Clean energy lobby dwarfed by billion dollar fossil fuel spending in Washington

Open Secrets, a Washington, DC-based lobby watchdog, is reporting that the alternative energy sector spent a record $30 million promoting their industry to lawmakers in the US capitol in 2009. 

Writing for Open Secrets, Cassandra LaRussa reports that since 1998, the amount of money the renewable sector has spent on Capitol Hill has grown by a factor of 12. 

LaRussa writes,

"The growing involvement of the alternative energy industry in legislative affairs is reflected not just in increased spending, but also in the number of companies and organizations that employ federally registered lobbyists.

In the late 1990s, only about 20 alternative energy industry organizations used federal lobbyists.

By 2009, there were about 200 alternative energy companies and organizations employing lobbyists to help advance the industry’s interests. "

While it is great news that the renewable sector is making the effort to ensure that its concerns are being heard in Washington by lawmakers and government departments, it remains an uphill battle when you consider that their main competitors in the the fossil fuel sector have spent more than two billion dollars on lobbying since 1998.

According to the database maintained by Open Secrets, the combined lobbying expenditures since 1998 of the oil and gas and electric utilities sectors is a whopping $2.3 billion. 
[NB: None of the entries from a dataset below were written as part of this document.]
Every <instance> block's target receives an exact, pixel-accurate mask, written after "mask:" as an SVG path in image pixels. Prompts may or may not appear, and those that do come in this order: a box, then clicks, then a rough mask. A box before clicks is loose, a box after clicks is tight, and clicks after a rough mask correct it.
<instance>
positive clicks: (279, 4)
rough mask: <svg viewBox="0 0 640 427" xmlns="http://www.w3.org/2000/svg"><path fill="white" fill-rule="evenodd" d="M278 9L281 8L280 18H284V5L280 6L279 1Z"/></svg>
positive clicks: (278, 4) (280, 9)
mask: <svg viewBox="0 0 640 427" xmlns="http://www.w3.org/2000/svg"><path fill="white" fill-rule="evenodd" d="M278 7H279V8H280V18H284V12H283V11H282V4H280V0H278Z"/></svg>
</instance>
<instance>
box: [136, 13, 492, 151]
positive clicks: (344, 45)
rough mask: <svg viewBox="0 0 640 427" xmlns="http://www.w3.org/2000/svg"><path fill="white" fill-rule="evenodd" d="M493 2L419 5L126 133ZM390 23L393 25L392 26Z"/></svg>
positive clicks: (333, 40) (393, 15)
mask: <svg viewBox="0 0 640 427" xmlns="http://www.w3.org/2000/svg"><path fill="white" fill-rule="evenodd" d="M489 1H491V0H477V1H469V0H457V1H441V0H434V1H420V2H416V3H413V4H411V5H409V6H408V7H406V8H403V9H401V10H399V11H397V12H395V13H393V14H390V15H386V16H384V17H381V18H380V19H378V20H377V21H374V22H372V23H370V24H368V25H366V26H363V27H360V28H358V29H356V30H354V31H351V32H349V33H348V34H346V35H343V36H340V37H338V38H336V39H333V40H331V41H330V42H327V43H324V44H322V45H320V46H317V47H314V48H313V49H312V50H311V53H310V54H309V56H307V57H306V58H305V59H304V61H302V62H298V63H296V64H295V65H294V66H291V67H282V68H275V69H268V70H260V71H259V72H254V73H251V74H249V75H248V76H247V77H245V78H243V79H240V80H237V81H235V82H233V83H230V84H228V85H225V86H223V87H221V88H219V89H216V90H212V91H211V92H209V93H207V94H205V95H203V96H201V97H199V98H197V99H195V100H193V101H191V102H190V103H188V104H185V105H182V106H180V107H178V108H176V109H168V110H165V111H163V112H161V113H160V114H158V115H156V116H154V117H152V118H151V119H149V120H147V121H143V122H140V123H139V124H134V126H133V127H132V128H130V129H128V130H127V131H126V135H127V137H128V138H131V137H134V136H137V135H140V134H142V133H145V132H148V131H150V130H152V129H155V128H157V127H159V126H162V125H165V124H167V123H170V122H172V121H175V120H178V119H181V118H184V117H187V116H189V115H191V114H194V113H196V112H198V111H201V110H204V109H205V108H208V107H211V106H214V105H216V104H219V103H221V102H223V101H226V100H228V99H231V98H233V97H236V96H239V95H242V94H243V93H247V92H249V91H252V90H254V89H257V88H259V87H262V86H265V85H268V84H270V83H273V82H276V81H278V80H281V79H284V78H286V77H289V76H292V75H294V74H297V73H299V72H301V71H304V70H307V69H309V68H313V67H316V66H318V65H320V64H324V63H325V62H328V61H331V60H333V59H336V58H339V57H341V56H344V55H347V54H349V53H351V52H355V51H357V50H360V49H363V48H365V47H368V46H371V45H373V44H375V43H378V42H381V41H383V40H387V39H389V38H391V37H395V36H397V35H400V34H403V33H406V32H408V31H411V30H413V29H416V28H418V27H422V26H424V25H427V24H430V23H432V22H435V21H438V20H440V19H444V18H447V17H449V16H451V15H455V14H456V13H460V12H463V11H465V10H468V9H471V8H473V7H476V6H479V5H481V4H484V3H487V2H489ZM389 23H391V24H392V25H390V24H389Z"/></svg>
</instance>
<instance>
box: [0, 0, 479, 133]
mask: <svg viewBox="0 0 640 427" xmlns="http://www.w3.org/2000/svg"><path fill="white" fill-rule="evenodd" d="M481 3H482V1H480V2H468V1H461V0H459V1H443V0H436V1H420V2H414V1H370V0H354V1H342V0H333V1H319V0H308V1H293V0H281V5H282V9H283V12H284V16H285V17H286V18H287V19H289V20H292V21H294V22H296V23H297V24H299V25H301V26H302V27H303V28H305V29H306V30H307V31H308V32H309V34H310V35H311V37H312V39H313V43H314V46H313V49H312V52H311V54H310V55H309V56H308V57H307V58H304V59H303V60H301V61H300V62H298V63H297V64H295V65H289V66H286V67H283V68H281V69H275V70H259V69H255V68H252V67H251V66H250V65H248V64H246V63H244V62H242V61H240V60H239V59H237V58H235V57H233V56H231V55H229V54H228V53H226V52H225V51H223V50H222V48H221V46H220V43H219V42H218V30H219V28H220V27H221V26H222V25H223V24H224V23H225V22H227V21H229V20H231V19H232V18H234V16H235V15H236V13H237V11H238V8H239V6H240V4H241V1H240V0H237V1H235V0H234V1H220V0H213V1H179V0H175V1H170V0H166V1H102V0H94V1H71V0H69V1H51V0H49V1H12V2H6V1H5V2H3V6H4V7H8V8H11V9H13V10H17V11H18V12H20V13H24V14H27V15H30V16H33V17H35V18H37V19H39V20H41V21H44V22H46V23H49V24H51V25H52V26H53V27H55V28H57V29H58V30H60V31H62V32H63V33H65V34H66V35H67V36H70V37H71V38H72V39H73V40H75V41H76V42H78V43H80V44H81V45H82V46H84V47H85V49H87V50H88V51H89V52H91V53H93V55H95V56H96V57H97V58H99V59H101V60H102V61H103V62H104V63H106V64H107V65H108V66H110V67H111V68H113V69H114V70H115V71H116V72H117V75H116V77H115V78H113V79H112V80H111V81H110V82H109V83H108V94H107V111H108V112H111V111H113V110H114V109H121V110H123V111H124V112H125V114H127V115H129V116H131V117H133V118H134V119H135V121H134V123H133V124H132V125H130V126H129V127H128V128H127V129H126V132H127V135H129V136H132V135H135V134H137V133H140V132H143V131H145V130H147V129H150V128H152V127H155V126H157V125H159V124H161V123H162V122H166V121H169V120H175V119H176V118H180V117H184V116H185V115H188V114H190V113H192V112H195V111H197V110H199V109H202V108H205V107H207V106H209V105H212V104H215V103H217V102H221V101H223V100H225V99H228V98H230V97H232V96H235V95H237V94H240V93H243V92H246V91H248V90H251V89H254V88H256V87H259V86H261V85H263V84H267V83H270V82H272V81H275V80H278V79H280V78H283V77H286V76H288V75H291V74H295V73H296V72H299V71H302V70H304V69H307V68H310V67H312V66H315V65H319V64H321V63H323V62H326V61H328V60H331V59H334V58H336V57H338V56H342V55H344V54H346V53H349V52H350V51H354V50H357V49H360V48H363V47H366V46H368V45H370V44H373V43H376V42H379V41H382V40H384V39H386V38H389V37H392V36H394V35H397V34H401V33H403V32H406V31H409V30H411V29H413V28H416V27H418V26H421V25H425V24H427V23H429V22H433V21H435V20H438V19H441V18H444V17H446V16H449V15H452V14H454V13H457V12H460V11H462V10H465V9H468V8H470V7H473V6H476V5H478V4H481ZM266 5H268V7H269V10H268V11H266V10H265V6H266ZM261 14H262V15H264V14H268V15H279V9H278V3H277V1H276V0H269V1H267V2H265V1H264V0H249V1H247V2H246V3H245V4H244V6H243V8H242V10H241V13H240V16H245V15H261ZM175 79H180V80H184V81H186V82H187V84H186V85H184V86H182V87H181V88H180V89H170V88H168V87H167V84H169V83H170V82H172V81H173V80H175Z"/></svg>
In other words, the traditional fossil fuel sector has spent more than twenty-times the money the clean energy sector has when it comes to influencing federal laws and regulations.  

The top five spenders last year on lobbying in the oil and gas sector were ExxonMobil, Chevron, ConocoPhillips, BP and Koch Industries. 

The top five spenders in the electric utilities sector were Southern Company, Edison Electric Institute, American Electric Power, PG&E Corp and Duke Energy. 

The top five spenders on lobbying in the renewable energy sector were the American Wind Association, Solar Energy Industries Association, Clean Energy Group, the National Biodiesel Board and Growth Energy.